Gabriel Sherman Throws Megyn Kelly Under the Bus

megyn400The Cable Gamer is trying to decipher what’s behind Gabriel Sherman’s latest grab-bag of imaginary sources and conspiracy theories. Some of it even contradicts Sherman’s own “reporting.” He goes on for paragraphs describing how Fox has fallen into line behind Donald Trump (painting Trump a victor is a common thread in most Shermanesque tales). There are “revelations” of secret phone calls and negotiations in order to seal the deal. But it was just last month that Sherman had a juicier explanation: Trump had secret dirt about Fox News that effectively blackmailed the news channel into backing him. Sherman ran that one up the flagpole in April but few outside his circle saluted. So now it’s forgotten. Inoperative.

Mr. Sherman also wants you to believe Fox anchors secretly speak to him:

A Fox anchor told me that the message from Roger Ailes’s executives is they need to go easy on Trump. “It’s, ‘Make sure we don’t go after Trump,’” the anchor said. “We’ve thrown in the towel.”

Really? Nobody is allowed to air negative Trump news? Plotting like this would be ludicrous in the most surreal sitcom. Presenting it as fact is preposterous, unbelievable and utterly disconnected to the way news organizations work—not to mention a smear of every anchor on Fox News. And is easily debunked by a plethora of examples.

But Sherman’s biggest target is Megyn Kelly. You may recall how quickly he advanced the notion that Fox went too far defending her against Trump’s insults. And now, since she stands as a visible refutation of his latest conspiratorial twist, Mr. Sherman strips from her the achievement that placed her on the media map:

In fact, according to one high-level Fox source, it was Murdoch himself who directed Kelly to hammer Trump during the debut GOP debate, in Cleveland, that sparked the feud in the first place. “Rupert told her to do that,” the source said.

See? She was just following orders. But doesn’t this mean Gabriel Sherman is calling Megyn Kelly a liar? Because her version is considerably different:

Fox News research assistants put together massive binders on the candidates, on everything they’d ever said on every topic. As she read Trump’s, a couple of themes began to emerge. The one that hadn’t been explored was his sexism. Knowing that if Hillary were to be the nominee she’d hit him with that issue, Kelly had her first question.I wrote it. I researched each line item myself. It was interesting to me after the debate when people started fact-checking my question. My own reaction was ‘Bring it on.’ You think I’d go out there and ask a question like that at the first G.O.P. debate without making sure I was bulletproof on every single word?” She drafted and re-drafted it, and showed it to her fellow moderators, Chris Wallace and Bret Baier, whose initial reaction, Baier recalls, was “Wow, let’s think about this … there clearly was going to be pushback.”

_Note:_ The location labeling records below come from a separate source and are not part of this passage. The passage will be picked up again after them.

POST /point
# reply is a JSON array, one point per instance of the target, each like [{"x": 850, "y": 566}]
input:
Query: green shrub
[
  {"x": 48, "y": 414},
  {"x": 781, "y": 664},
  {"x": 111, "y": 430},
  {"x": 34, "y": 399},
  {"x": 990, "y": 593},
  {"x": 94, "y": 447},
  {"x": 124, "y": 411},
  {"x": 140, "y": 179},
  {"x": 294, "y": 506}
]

Kelly almost didn’t get a chance to ask it. The morning of the debate, while doing debate prep, she got violently ill. But, she says, “I would have crawled over a pile of hot coals to make it to that debate. No one was going to be sitting in for me, reading my questions.

For all the hullabaloo over the questioning of Trump, it’s generally forgotten that Ms. Kelly and her colleagues didn’t single out The Donald: they were tough on the other candidates too. Which makes the notion that Murdoch had to order her to be tough on one of them even more nonsensical. Mind you, at the time Sherman was saying the tough questions to Trump were no surprise. But that, like the “secret dirt” on Fox, is now a discarded theory from yesteryear, forgotten in the light of a shiny new “scoop.”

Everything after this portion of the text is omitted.